The fifteenth ‘Conference Of Parties’ (COP) is scheduled for 7-18th December 2009. Established by the UN, with the first meeting in Berlin in 1995, these conferences aimed to determine the method by which the United Nations Framework Convention on Climate Change (UNFCCC) treaty could be pushed forward. This treaty was legally non-binding, but provided protocols with the objective of stabilizing greenhouse gas emissions at a level which would prevent ‘man-made’ climate change. The COP talks aim to establish legally binding obligations for developed countries to reduce their emissions whilst not inhibiting the industrialization of developing nations. Through out its brief history the COP process has been hampered by indecision. The most famous example being the Kyoto Protocol.
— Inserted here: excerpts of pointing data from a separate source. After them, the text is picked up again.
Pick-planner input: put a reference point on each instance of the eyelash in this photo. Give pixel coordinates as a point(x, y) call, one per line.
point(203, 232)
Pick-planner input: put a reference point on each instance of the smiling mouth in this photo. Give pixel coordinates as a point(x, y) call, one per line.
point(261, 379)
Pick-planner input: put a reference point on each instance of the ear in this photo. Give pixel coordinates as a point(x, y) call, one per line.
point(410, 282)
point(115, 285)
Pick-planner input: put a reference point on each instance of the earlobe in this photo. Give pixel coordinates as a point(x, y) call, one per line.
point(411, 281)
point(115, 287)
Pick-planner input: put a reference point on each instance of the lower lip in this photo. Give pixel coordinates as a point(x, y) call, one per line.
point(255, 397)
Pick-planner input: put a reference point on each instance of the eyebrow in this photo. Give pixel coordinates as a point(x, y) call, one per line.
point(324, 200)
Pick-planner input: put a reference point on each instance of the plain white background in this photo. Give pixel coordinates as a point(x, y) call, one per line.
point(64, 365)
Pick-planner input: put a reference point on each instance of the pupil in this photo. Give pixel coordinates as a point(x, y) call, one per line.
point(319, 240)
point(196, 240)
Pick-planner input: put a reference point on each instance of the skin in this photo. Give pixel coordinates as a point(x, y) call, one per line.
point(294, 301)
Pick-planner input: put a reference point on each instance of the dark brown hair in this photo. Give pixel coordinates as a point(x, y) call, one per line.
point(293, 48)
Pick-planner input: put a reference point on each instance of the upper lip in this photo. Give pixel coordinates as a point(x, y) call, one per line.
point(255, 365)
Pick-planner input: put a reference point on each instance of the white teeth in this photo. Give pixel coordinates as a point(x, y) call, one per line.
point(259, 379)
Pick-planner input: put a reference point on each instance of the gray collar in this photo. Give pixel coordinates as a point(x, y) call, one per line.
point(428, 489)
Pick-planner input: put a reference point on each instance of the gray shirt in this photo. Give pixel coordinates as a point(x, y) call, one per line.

This was proposed at COP3 in 1997 to set emission restrictions for the period 2008-2012. The next nine years and 8 meetings were dominated by attempts to ratify the Kyoto Protocol in the face of severe challenges and finally a firm rejection by the USA. By the time an agreement was met, the time frames set were unworkable and COP shifted their focus towards establishing a successor.
The purpose of COP15 is to establish a decisive global agreement which can pick up the pieces from the Kyoto Protocol when it expires in 2012. This they hope to achieve through various market methods, including the implementation of carbon trading, a means by which developed nations can buy their way out of emissions targets through exchange with less-developed nations which emit far less than the designated targets. In effect, through the supply of funding and ‘technology’, richer countries can accumulate ‘spare’ carbon credits and not address their own emissions. The meeting will be attended by Governmental ministers and officials from 192 countries as well as business leaders and civic society groups.
Why Should You Care About COP15?:
In the wake of the financial crisis it seems apparent to us that states and the international markets will use the threat of runaway climate change as a means to restructure capital and to shore up state power.
What Do We Mean By This?
That the very industries and national bodies that have created this crisis will make the working and poor population of the world pay for carbon reduction through increased attacks on our collective standards of living and our limited freedom.
It seems likely that these attacks will take the form of green taxes levelled against populations, the control or regulation of people’s movements between borders (flight allocation/personal carbon rations), rising fuel prices, energy rationing or through the establishment of renewable industries (which will involve layoffs/retraining).